Brésil 2019 - Nous venons
Tout d'abord, nous devrions dire que c'était notre premier voyage organisé de cette manière. Par conséquent, nous étions naturellement très excités. Nous avions déjà réservé et...


Publié: 29.03.2020
Cher journal de voyage,
notre premier jour au Brésil est déjà terminé et nous avons pas mal de mal à gérer le décalage horaire.
Après avoir atterri ce matin à 5h50, j'ai immédiatement activé notre carte SIM, pendant que Thorsten attendait nos bagages. Le fait que nous ayons imprimé tous les emails de validation nécessaires avant a été très utile ici. Quelques minutes plus tard, nous avions donc un téléphone portable fonctionnel avec internet et nos sacs à dos. Prudents comme nous l'étions, nous avons cherché un « endroit sûr » en plein hall d'entrée de l'aéroport pour commander un Uber « en toute sécurité » afin d'éviter les pickpockets. Évidemment, nous ne voulions pas être victimes d'un crime dès notre première journée, nous avons donc réservé un « Uber de luxe ».
Note : C'était totalement inutile. Les Uber au Brésil sont (presque) tous super et tout aussi sûrs.

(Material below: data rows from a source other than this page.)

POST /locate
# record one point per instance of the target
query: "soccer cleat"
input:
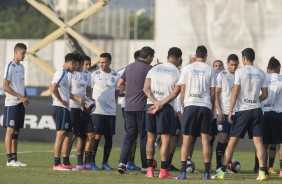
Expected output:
(280, 175)
(150, 172)
(132, 166)
(12, 164)
(143, 170)
(172, 168)
(271, 170)
(261, 176)
(121, 168)
(69, 166)
(92, 166)
(229, 171)
(80, 167)
(21, 164)
(105, 166)
(218, 176)
(181, 176)
(165, 174)
(59, 168)
(207, 176)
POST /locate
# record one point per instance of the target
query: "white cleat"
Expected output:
(12, 164)
(21, 164)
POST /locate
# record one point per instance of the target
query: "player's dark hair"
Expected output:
(71, 57)
(20, 46)
(136, 54)
(217, 61)
(146, 51)
(201, 51)
(106, 55)
(273, 64)
(85, 58)
(249, 53)
(175, 52)
(232, 57)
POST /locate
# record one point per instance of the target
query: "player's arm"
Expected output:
(8, 89)
(175, 92)
(264, 94)
(54, 89)
(147, 90)
(234, 95)
(182, 95)
(217, 105)
(121, 84)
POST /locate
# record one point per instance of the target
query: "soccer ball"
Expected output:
(190, 166)
(89, 106)
(155, 164)
(234, 166)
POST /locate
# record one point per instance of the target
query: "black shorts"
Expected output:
(224, 127)
(249, 120)
(161, 122)
(175, 127)
(14, 116)
(104, 124)
(196, 120)
(213, 127)
(81, 122)
(61, 116)
(272, 128)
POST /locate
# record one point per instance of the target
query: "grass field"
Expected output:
(39, 157)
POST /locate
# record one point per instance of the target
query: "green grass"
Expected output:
(39, 157)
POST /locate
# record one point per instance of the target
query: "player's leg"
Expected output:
(109, 131)
(271, 158)
(131, 135)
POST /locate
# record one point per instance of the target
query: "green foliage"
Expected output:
(19, 20)
(145, 27)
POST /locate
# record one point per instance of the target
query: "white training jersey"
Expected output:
(14, 73)
(61, 78)
(120, 72)
(198, 77)
(177, 104)
(251, 79)
(163, 80)
(225, 81)
(79, 81)
(104, 86)
(274, 99)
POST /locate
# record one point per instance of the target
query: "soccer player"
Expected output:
(82, 126)
(224, 85)
(159, 83)
(131, 160)
(60, 88)
(15, 102)
(248, 83)
(272, 111)
(197, 82)
(132, 81)
(105, 93)
(217, 66)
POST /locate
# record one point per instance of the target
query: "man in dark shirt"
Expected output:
(132, 81)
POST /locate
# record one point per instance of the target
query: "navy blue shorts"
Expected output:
(14, 116)
(196, 120)
(213, 127)
(161, 122)
(81, 122)
(224, 127)
(249, 120)
(61, 116)
(272, 128)
(104, 124)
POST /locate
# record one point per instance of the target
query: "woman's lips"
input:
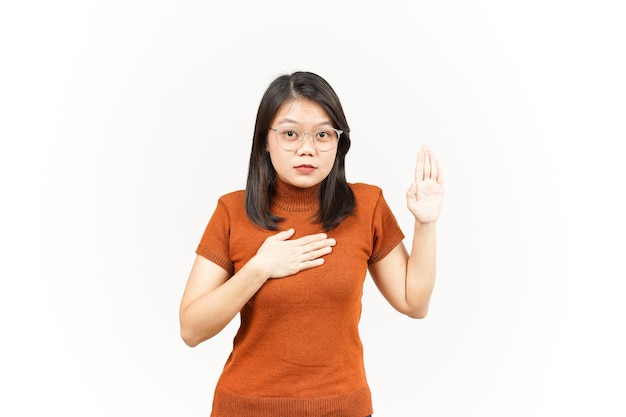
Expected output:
(305, 168)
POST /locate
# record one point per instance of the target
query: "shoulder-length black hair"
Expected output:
(335, 196)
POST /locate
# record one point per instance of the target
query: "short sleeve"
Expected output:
(386, 231)
(214, 244)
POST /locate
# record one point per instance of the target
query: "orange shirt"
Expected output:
(298, 351)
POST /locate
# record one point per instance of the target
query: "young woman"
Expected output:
(290, 255)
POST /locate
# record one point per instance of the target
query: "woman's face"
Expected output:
(305, 166)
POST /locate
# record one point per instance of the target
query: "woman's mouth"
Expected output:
(305, 168)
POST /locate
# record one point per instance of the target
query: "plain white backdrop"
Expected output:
(122, 122)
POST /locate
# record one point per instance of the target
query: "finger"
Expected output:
(311, 264)
(434, 166)
(439, 174)
(283, 235)
(315, 254)
(427, 163)
(318, 245)
(419, 167)
(305, 240)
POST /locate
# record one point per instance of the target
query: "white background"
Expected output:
(122, 122)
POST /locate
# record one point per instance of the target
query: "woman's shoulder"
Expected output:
(361, 188)
(233, 198)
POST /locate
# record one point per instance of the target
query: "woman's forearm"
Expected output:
(209, 314)
(421, 269)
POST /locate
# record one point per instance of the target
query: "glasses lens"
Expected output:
(291, 139)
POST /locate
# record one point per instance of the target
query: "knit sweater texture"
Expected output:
(298, 351)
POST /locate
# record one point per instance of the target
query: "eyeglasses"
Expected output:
(291, 139)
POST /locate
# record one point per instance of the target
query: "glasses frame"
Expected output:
(304, 135)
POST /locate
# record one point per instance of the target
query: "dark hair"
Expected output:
(335, 196)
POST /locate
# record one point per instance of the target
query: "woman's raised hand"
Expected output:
(425, 197)
(280, 257)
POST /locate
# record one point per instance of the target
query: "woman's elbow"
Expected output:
(189, 339)
(418, 313)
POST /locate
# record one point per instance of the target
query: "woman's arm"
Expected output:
(211, 299)
(407, 281)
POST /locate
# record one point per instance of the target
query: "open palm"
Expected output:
(425, 197)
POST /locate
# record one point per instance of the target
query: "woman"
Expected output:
(290, 255)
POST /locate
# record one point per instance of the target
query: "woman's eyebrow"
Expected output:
(288, 120)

Grâce à l'application, nous savions où nous devions aller, le nom, le véhicule et le numéro de plaque d'immatriculation du conducteur. Le conducteur a chargé notre bagage dans le coffre et la très silencieuse course a commencé. Le chauffeur (ainsi que tous nos chauffeurs Uber au Brésil) ne parlait pas un mot d'anglais et nous deux ne savions dire que trois mots en portugais. En cinq minutes, nous passions déjà devant la première grande favela qui semblait vraiment pauvre et dangereuse. La vue de cet endroit nous a tous les deux retourné l'estomac. D'une part à cause de la cruauté de la pauvreté régnante et d'autre part à cause des nombreuses histoires horribles que nous avions lues à l'avance sur les agressions en voiture.
Notre trajet nous a conduits à travers la ville jusqu'à notre hébergement « Sant Matre » dans le quartier de Santa Teresa.
Comme il n'était que 6h30, notre chambre, qui était prête à partir de 12h00, n'était bien sûr pas encore disponible.
Armés de Google Maps et d'une bonne dose de courage, nous avons donc décidé d'explorer les environs.
Montée et descente, nous admirions les maisons colorées et les mosaïques sur les murs de rue, et dès qu'une gorge se formait entre les maisons, nous pouvions toujours attraper un aperçu de cette ville si différente. Nous avions du mal à croire qu'au milieu de la ville, des favelas étaient visibles à chaque coin de rue. Surtout, les briques rouges des maisons souvent non crépies ressortaient clairement. Nous sommes descendus encore plus une rue très raide jusqu'à ce que nous arrivions enfin à l'Escaderia Selarón. La merveilleuse et colorée mosaïque d'escaliers conçue par l'artiste Jorge Selarón était encore déserte ; pas étonnant, il était seulement 7h30.
L'escalier relie le quartier artistique de Santa Teresa au quartier festif de Lapa. Au bas de l'escalier, nous étions donc littéralement dans les vestiges de la fête de la nuit dernière…
Un peu plus tard, notre chambre était prête, ce qui était d'une manière générale correcte... en pleine saison, cet endroit est sûrement un bon hébergement, mais maintenant en basse saison, tout semble un peu sans âme. Il semblait que les chambres à côté n'étaient aussi louées qu'à des clients réguliers.
Peu importe, quoi qu'il en soit, nous voulions absolument tirer le meilleur parti de la situation. Nous étions donc à nouveau sur le chemin pour découvrir autant que possible. Notre objectif était le célèbre tram jaune de Santa Teresa. À la gare principale, avec l'aide d'une policière brésilienne très serviable, nous avons acheté deux billets pour 20 reais chacun (environ 3,70 €) avec la carte de crédit et quelques secondes plus tard, le tram est déjà arrivé. Le tram monte la colline jusqu'à une favela surveillée par la police
et revient ensuite vers le centre-ville par un pont aventureux, seulement sécurisé par une clôture en fil de fer, qui était autrefois un aqueduc.
Il est maintenant tard. Nous terminons la soirée avec quelques 'Pão de Queijo' sur la terrasse de la Poussada et nous disons déjà bonne nuit et à demain.